Fort to Port is a needed project.
I should know. I organized the cross-state meeting in 1989 that started Fort to Port.
I addressed letters to every Mayor, every Chamber of Commerce, every County Commissioner, every state legislator, and every highway department in Indiana and Ohio along U.S. 24 . The letters invited them to a meeting at the Woodburn Multi-Purpose Building, the converted school that was home to the Fire Department and the Woodburn branch library. John Holmes, my legislative assistant, was invaluable in preparing for that meeting.
So was another fellow, Ken Knoblauch of Woodburn. I asked Ken to help make arrangements for the meeting hall. Ken called up a few weeks before the meeting and asked whether we shouldn't have banner made for the meeting. He wanted to run an idea past me. He asked whether a banner with "Fort to Port" would be alright. I said it sounded fine. I may have organized the meeting but Ken named it. He deserves recognition before that gets lost in history.
The meeting hall was packed with an outpouring of people, largely from Ohio. Allen County was represented by Eli Samaan. Woodburn and New Haven were well-represented. Oddly, neither the Fort Wayne City administration nor the Fort Wayne Chamber of Commerce sent a representative.

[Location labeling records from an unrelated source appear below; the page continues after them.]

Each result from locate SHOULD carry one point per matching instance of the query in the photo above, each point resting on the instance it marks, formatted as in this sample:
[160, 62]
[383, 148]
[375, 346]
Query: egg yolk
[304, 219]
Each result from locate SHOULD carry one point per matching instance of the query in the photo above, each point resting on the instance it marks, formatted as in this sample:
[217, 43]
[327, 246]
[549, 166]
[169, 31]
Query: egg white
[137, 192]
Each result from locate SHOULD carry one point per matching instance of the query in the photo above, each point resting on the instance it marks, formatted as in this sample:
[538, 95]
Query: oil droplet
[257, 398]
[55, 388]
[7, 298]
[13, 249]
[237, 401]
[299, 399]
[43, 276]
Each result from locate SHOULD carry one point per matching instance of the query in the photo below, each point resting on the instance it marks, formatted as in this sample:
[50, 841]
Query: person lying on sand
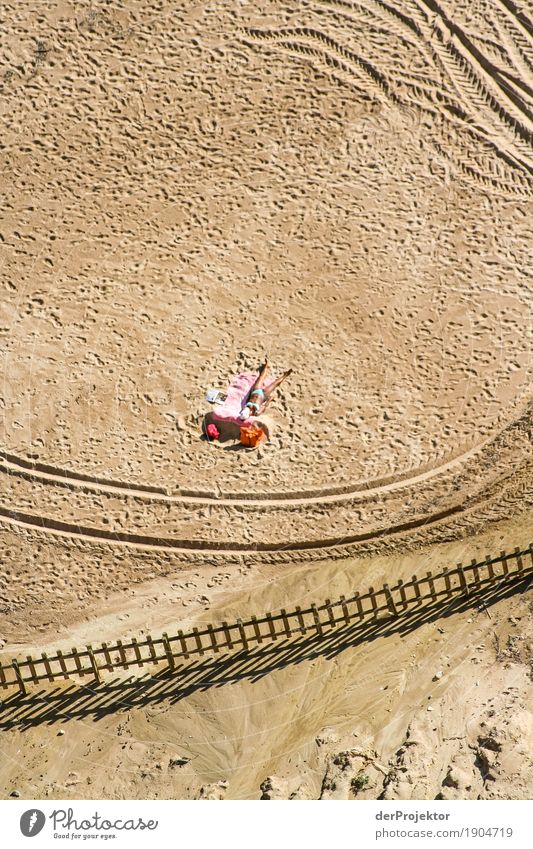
[259, 398]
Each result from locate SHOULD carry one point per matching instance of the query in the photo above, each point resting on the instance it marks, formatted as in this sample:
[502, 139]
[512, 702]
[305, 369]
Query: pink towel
[238, 392]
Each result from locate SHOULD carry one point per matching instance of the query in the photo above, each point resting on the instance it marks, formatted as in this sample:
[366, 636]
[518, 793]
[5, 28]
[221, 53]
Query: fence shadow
[74, 701]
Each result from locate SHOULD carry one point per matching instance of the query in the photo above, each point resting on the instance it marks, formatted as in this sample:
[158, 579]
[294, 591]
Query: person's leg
[273, 386]
[263, 372]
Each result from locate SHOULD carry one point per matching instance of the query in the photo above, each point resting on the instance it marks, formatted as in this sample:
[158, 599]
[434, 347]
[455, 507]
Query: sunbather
[259, 397]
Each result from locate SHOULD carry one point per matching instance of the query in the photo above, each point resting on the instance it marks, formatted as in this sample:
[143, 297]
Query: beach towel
[238, 392]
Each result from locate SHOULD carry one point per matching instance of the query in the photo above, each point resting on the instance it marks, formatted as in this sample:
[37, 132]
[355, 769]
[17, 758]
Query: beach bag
[251, 436]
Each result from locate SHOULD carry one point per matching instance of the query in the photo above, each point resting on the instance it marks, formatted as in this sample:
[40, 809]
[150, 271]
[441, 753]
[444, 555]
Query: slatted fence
[385, 602]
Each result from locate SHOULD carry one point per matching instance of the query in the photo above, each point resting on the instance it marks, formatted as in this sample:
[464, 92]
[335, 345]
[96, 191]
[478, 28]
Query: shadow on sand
[74, 701]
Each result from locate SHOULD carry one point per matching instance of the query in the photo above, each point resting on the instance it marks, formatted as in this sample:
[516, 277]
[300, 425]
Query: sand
[346, 186]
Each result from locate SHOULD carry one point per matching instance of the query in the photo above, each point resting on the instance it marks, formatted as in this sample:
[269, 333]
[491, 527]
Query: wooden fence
[386, 602]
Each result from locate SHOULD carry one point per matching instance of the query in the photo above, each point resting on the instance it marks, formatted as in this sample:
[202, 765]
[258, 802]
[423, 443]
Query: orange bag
[251, 436]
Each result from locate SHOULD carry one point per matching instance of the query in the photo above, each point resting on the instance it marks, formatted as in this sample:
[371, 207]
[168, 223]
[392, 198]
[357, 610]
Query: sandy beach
[348, 188]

The outgrowth of that packed meeting was the formation of Fort to Port as an organization. Things moved along quickly on the Ohio side. By the time the third meeting of Fort to Port was held at the Paulding County Fairgrounds the growing movement had gotten the attention of Ohio Governor Celeste's administration. The head of the Ohio Department of Transportation helicoptered in to the Paulding County Fairgrounds to announce that Ohio was moving Fort to Port from a point way down on its priority list of highway improvements to a spot near the top.
Toward the end of that meeting, however, a fellow from the Indiana Department of Transportation rose to read a statement. The good feelings of the meeting were dampened when he read the statement from the Indiana administration. The message was that Indiana had substantial priorities in front of any improvement to U.S. 24, particularly the completion of the Hoosier Heartland improvements to U.S. 24 from western Huntington County to Logansport and the extension of I-69 to Evansville.
It would have been nice if he had at least told those of us from Indiana prior to the start of the meeting what the message would be.
How ironic, that on this day of the Governor's signing the Major Moves legislation that two semi-trucks collided with each other on U.S. 24 east of Bruick Road in Allen County. The accident killed one and injured three others. The highway was blocked for hours.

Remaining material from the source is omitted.